Koleksiyonculuğa 9 yaşında başladığını anlatan Şenol Çelik, “İnsan çocukluk döneminde daha bilinçsiz oluyor ama zaman içerisinde bir şeyin daha nadir olmasını, farklılığını ve çeşitliliklerini gördükçe daha bilinçli bir şekilde koleksiyon oluşturmaya başladım. Yalnızca kelebek değil aynı zamanda onların pullarını, onunla ilgili yazılmış kitapları bütün yayınları da zaman içerisinde edindim. Çocukluğumda televizyonda yayınlanan bir çizgi film vardı.

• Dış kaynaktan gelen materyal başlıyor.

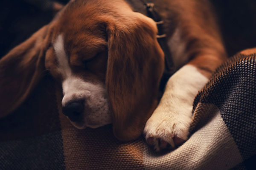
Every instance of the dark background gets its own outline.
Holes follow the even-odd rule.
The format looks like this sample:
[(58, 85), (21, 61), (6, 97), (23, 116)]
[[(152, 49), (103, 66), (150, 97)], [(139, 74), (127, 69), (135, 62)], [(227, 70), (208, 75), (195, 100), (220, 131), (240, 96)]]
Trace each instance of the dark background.
[[(50, 0), (0, 1), (0, 57), (51, 21), (55, 14), (52, 8), (41, 3), (49, 1)], [(68, 0), (57, 1), (65, 4)], [(256, 47), (256, 0), (211, 1), (229, 55)]]

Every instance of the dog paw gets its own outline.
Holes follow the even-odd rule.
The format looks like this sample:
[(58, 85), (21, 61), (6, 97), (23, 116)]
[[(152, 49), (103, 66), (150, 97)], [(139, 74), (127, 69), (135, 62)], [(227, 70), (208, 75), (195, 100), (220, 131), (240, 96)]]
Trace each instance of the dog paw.
[[(148, 120), (144, 130), (147, 143), (157, 151), (173, 149), (188, 138), (191, 116), (169, 113), (155, 113)], [(191, 114), (187, 114), (191, 115)]]

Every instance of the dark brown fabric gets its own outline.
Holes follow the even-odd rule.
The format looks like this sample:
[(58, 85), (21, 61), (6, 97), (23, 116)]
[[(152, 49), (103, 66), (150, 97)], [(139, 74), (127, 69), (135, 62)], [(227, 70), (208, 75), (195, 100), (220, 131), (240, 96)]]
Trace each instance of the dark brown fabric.
[[(239, 54), (218, 68), (195, 99), (191, 138), (175, 151), (165, 153), (164, 157), (148, 153), (143, 137), (129, 142), (119, 141), (113, 134), (111, 125), (96, 129), (75, 128), (61, 113), (61, 90), (56, 91), (53, 80), (46, 76), (17, 110), (0, 120), (0, 169), (142, 170), (157, 167), (206, 169), (208, 166), (215, 167), (211, 167), (211, 164), (220, 161), (218, 154), (223, 154), (221, 151), (230, 144), (216, 138), (216, 142), (219, 143), (209, 145), (214, 146), (209, 149), (211, 152), (206, 151), (207, 147), (202, 148), (205, 151), (202, 153), (198, 150), (204, 145), (200, 143), (202, 139), (197, 139), (196, 133), (206, 126), (209, 130), (211, 126), (207, 125), (209, 118), (214, 116), (213, 113), (220, 112), (221, 121), (228, 130), (225, 133), (231, 136), (230, 141), (234, 141), (233, 146), (238, 148), (238, 153), (230, 150), (230, 154), (237, 153), (232, 158), (243, 161), (236, 163), (236, 159), (230, 160), (233, 164), (229, 164), (228, 167), (235, 169), (255, 167), (256, 70), (255, 54)], [(218, 119), (215, 120), (218, 122)], [(214, 125), (214, 122), (211, 123)], [(216, 138), (226, 136), (223, 133), (226, 130), (220, 130), (221, 134), (214, 131)], [(195, 152), (189, 152), (192, 148)], [(184, 161), (182, 158), (171, 159), (179, 155), (168, 157), (177, 153), (182, 154), (180, 156)], [(206, 154), (205, 157), (201, 156), (202, 153)], [(212, 153), (214, 156), (211, 155)], [(198, 161), (192, 162), (193, 164), (190, 161), (198, 157)], [(184, 161), (190, 163), (186, 167)], [(227, 169), (223, 164), (218, 164), (218, 167)]]

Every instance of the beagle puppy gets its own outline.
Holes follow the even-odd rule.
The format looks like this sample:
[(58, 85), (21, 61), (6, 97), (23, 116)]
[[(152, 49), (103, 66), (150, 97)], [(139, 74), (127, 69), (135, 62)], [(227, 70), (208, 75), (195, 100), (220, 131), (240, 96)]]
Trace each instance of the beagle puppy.
[(112, 123), (118, 139), (143, 133), (157, 150), (186, 140), (194, 98), (226, 52), (207, 0), (151, 2), (176, 71), (159, 104), (164, 55), (143, 4), (73, 0), (0, 60), (0, 116), (19, 107), (47, 71), (62, 89), (63, 113), (79, 129)]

Orada bir tırtılın kozaya geçmesini ve koza evresinden kelebeğe dönüşmesini anlatıyordu. O beni çok etkilemişti. Daha sonrasında okulda da biyoloji derslerinde metamorfoz evresini öğrendikten sonra doğanın bu güzelliğini daha detaylı ve yakından incelemek istemiştim. Sonrasında daha çok detaylanarak kelebek koleksiyonum bu şekilde oluştu. Türkiye'de gezmediğim 3 il kaldı. Onun haricinde bütün illerde kelebekleri merakla araştırdım” şeklinde konuştu.
Özel yöntemlerle kurutulup muhafaza ediliyor
Kelebeğin doğal bir materyal olduğu için çürüme ve bozulma ihtimalinin çok yüksek olduğuna değinen Çelik, bugün dünya tarih müzelerinde de yaklaşık 200 yaşında olan kelebek örneklerinin de bulunduğunu vurguladı. Bu türlerin hava almaz, özel koleksiyon kutularında, özel bir şekilde muhafaza edildiğini söyleyen Çelik, “İçerisinde naftalin ile herhangi bir şekilde böceklenmesi, kurtlanmamasını sağlayarak bu şekilde koruyabiliyoruz” dedi.

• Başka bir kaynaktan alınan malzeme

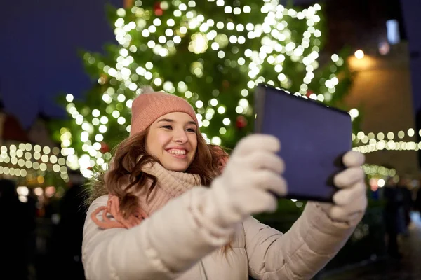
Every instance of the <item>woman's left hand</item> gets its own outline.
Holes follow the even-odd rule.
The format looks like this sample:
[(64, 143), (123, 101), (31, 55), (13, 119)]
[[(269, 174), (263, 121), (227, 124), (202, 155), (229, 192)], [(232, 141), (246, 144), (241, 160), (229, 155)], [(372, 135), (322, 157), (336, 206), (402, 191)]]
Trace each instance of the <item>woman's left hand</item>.
[(361, 168), (364, 155), (350, 150), (342, 158), (347, 167), (333, 178), (339, 190), (333, 195), (333, 204), (321, 204), (329, 217), (338, 222), (350, 223), (362, 218), (367, 207), (365, 174)]

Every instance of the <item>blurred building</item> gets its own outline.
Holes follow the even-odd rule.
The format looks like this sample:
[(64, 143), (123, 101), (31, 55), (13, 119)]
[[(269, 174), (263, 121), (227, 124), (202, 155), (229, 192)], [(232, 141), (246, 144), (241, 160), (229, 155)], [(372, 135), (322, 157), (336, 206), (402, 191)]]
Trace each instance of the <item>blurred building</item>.
[[(409, 52), (407, 43), (389, 46), (386, 55), (373, 52), (363, 58), (349, 58), (354, 74), (354, 84), (347, 104), (359, 108), (361, 130), (373, 132), (376, 142), (384, 140), (401, 144), (403, 150), (380, 149), (367, 153), (370, 164), (389, 165), (399, 174), (417, 176), (420, 172), (417, 151), (408, 142), (417, 142), (414, 117)], [(379, 133), (382, 133), (382, 136)], [(382, 139), (379, 139), (382, 138)], [(362, 145), (367, 144), (362, 143)], [(393, 144), (395, 145), (395, 144)], [(405, 150), (406, 148), (409, 149)]]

“Hikayelerini anlatabileceğim türleri toplamaya çalışıyorum”
Yakın zamana kadar koleksiyonunu atölyesinde meraklılarıyla buluşturduğunu belirten Çelik, şunları kaydetti:
“Şimdi böcekler de ekleniyor. Herkes çok şaşırıyor. Birçok müzede olması gereken parçaların olduğunu' söylüyorlar. Bizim ulaşabileceğimiz yerlerde çok güzel örnekler de var. İstanbul Üniversitesi'nin kendisine ait çok güzel bir kelebek koleksiyonu var. Konya'da da kelebekle alakalı bir merkez açıldı. Buralarda güzel örnekler görülebilir. Ben özellikle hikayelerini anlatabileceğim nitelikleri olan şeyler toplamaya çalışıyorum.”